5 Temmuz 2012 Perşembe

LA LA LA LA...

Erzurum yolundayım, otobüste...Ve bilin bakalım şu sıralar buralarda hangi mevsim yaşanıyor:) Elbette ki kış:)

Sevimli kahramanlar Bozkurt Ailesi olaraktan bu sene üstüste iki düğünümüz var. Bundan mütevellit düştük yollara. İyi de oldu hani. İstanbul'un yapıştıran(!) nemli sıcağına dayanmaktan bitap düşmüş bünyeler olarak rahat bir nefes almış durumdayız...:)
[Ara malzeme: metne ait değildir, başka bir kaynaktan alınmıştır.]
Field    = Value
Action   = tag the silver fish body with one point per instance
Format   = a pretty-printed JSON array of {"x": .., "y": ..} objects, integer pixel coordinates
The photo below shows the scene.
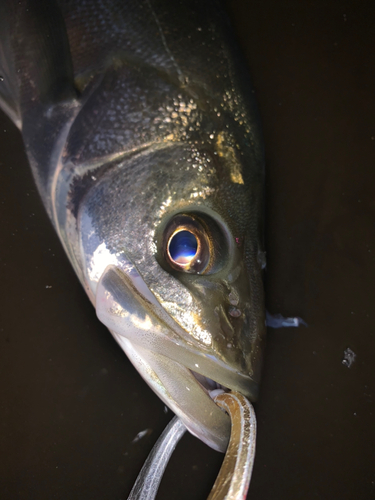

Ama bu satırları yazmamın bambaşka bir sebebi var aslında. Yan koltukta annesinin kucağında oturan, minik yol arkadaşım bu satırların ilham kaynağı. Şu anda annesi uyuyor. O da at kuyruğu yaptığı saçı sallana sallana camdan bakıyor:) Sevimli mi sevimli:) Bir de özelliği var ki sormayın:) Annesine her derdini hafif bir melodiyle harmanlayıp anlatma yetisine sahip:) Yani bıdı bıdı konuşurken sık sık şarkı söyleme modunda:) "Anne buyası açılmıyooooor aaaçılmıyor" "Anne baba neyyydeee baba la la la la"... gibi:D

Her zamanki gibi... Bir 'çocuk' olduğu için çocuk saflığına imrendim... Bir de bu özelliğiyle mest etti beni, her an ısırabilirim:)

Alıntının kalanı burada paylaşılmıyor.